Thursday, June 18, 2009

Connections: Early Modern Edition

So....this might be a long shot. But I was reading my daily dose of the Bestaria Latina Blog and noted that one of today's proverbs is: Induis me leonis exuvium...you dress me in a lion's skin....

This is from Erasmus' Adagia and he there gives it two interpretations, one from myth, the other on fable. In mythology, Hercules is depicted draped in a lion's skin: the first task of Hercules' 12 was to kill the Nemean lion that had been terrorizing, well, Nemea. Hence the skin....imitated later by Alexander the Great, who stressed Herculean connections among others. But later, Hercules becomes reinterpreted as a type of Christ, and so there come to be Christological associations (sorry, an old Dante paper coming in there, but I digress.) Erasmus doesn't really go into that aspect though....

From fable, Erasmus notes Aesop's fable about the ass dressed as a lion. The donkeys note that they are whipped and treated badly by humans, but that humans fear lions. So they decide that they will go and put on lion's skins, and when people see them, they run away. Alas, the donkeys bray, the people realize when they see their feet that they have donkeys in lions' skins and not lions, and the lot of the donkeys is as bad if not worse than previously.

So....now we come to C. S. Lewis and the Chronicles of Narnia. The last book, The Last Battle opens with Shift the ape convincing Puzzle the Donkey that he should wear a lion's skin, improve his and everyone else's lot, and imitate the Narnian Christ figure Aslan. Puzzle, simple though he is, goes along at first and by the time his misgivings come to the fore, it is too late.

I'm sure that others have been here before me, I'm a bit slow like ol' puzzle (hence the name of the blog). Now we have here I think the sources for this part of Lewis' tale. Lewis was familiar with Aesop, Dante, and Erasmus (he quotes them all often enough in his non-fiction that there is no doubt on the question). And Puzzle, like Hercules, is a type of Christ: the falsehood comes in when the type is passed off as the real thing. And of course we have donkeys in lion's skin, just as the fable. And we have both together in the same context just as in Erasmus.

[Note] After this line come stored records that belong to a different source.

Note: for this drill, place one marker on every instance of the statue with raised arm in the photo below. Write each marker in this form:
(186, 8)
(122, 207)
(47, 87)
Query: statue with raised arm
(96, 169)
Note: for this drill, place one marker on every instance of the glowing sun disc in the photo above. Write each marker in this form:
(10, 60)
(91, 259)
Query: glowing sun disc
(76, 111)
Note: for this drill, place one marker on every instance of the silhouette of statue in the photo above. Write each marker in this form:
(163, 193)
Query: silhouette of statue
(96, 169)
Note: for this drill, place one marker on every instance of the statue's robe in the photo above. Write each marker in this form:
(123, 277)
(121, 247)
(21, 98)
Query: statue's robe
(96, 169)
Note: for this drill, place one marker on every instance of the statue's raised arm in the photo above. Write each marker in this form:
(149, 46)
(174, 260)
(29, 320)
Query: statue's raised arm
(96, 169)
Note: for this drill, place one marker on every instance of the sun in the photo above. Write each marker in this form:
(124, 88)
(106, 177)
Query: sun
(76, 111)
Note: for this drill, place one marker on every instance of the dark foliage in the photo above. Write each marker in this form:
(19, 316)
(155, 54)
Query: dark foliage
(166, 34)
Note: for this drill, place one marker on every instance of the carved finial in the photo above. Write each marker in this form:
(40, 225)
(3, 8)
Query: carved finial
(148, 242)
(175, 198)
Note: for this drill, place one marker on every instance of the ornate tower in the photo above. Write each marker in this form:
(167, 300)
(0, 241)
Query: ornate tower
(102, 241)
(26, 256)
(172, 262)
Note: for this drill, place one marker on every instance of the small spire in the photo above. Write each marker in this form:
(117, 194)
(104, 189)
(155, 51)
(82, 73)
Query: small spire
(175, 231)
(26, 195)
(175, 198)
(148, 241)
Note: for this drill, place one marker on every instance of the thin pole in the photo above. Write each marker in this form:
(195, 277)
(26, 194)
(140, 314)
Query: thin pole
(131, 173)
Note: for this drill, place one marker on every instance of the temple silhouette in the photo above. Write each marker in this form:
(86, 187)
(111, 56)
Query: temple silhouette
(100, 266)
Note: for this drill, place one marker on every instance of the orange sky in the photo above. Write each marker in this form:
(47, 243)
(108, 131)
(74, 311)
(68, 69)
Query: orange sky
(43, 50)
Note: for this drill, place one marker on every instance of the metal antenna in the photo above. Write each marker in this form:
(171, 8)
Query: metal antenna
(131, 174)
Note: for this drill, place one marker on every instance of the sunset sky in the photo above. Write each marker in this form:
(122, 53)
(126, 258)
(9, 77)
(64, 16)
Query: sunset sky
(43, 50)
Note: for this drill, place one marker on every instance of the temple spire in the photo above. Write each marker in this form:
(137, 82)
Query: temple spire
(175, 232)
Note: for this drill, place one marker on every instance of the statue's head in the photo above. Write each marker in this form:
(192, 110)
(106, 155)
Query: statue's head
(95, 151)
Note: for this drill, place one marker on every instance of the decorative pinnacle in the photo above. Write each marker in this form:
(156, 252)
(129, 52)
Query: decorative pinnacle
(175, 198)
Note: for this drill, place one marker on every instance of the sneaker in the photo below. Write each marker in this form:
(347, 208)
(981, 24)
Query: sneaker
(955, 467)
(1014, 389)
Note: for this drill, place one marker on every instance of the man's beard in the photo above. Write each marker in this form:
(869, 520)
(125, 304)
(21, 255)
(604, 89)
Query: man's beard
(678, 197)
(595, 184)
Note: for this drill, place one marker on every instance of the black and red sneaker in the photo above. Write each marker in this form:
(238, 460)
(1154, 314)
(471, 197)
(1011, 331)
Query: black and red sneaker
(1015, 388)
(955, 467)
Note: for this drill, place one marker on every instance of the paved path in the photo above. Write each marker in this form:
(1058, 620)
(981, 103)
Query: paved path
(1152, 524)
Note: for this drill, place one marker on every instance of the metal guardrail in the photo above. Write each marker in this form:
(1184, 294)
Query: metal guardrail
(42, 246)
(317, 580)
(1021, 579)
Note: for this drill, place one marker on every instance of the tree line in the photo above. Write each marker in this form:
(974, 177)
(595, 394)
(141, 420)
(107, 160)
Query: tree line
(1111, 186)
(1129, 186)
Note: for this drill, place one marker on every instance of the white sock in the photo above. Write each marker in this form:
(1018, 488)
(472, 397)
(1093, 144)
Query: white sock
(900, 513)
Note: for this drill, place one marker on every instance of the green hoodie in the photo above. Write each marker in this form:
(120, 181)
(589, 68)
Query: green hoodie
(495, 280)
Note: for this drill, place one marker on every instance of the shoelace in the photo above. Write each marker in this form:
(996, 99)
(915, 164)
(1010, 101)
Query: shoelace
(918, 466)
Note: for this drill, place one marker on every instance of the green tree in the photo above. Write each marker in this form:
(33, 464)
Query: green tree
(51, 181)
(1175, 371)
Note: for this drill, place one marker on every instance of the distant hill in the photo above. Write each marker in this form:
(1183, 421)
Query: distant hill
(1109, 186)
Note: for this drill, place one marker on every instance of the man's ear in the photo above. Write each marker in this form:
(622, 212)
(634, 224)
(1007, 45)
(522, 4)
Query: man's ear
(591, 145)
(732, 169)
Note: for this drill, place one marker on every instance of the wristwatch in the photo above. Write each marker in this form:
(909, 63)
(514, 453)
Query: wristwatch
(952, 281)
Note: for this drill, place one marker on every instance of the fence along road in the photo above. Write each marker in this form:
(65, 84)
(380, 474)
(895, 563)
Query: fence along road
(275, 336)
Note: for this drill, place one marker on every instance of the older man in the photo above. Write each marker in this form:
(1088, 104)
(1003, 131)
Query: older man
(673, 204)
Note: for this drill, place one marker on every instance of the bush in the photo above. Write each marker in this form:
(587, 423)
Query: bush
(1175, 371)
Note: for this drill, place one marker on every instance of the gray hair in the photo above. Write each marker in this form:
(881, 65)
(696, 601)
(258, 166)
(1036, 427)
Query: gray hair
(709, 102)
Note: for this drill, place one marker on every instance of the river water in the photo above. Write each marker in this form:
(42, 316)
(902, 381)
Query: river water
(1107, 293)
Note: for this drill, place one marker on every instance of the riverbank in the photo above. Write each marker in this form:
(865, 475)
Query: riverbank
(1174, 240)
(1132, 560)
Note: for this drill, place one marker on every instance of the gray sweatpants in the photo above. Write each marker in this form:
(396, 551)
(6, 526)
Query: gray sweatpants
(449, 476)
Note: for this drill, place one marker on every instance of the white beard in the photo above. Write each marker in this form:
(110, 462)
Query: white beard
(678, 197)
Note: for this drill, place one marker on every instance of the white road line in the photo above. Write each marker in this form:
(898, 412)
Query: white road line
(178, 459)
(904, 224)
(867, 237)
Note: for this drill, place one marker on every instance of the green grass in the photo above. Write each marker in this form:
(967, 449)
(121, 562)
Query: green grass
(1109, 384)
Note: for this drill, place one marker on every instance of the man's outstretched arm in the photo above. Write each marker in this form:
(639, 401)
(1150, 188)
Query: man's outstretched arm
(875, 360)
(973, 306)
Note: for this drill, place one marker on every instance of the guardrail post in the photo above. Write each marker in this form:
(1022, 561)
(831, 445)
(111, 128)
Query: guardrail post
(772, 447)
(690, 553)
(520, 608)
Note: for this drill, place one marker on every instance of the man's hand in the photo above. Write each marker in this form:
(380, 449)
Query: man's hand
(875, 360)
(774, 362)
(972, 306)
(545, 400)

A nice set of connections: a chance reading of a blog entry on a daily Latin fable, brings me to Erasmus who brought me to Greek myth, Christian typology and my beloved Dante (oh, yes, I love my Dante!), and Erasmus, and finally, Lewis. Well done, Jack, well done.

4 comments:

Anonymous said...

I've seen the Aesop connection noted before, e.g. by Paul Ford in his Companion to Narnia, but the rest is new to me.

theswain said...

Hey Anon,

Thanks for the reference! I supposed someone had mentioned it before, but wasn't certain.

Anonymous said...

Hm, I hadn't intended to post anonymously; my computer doesn't seem to get along well with blogger.com! Anyhow, I'm Steve Morrison.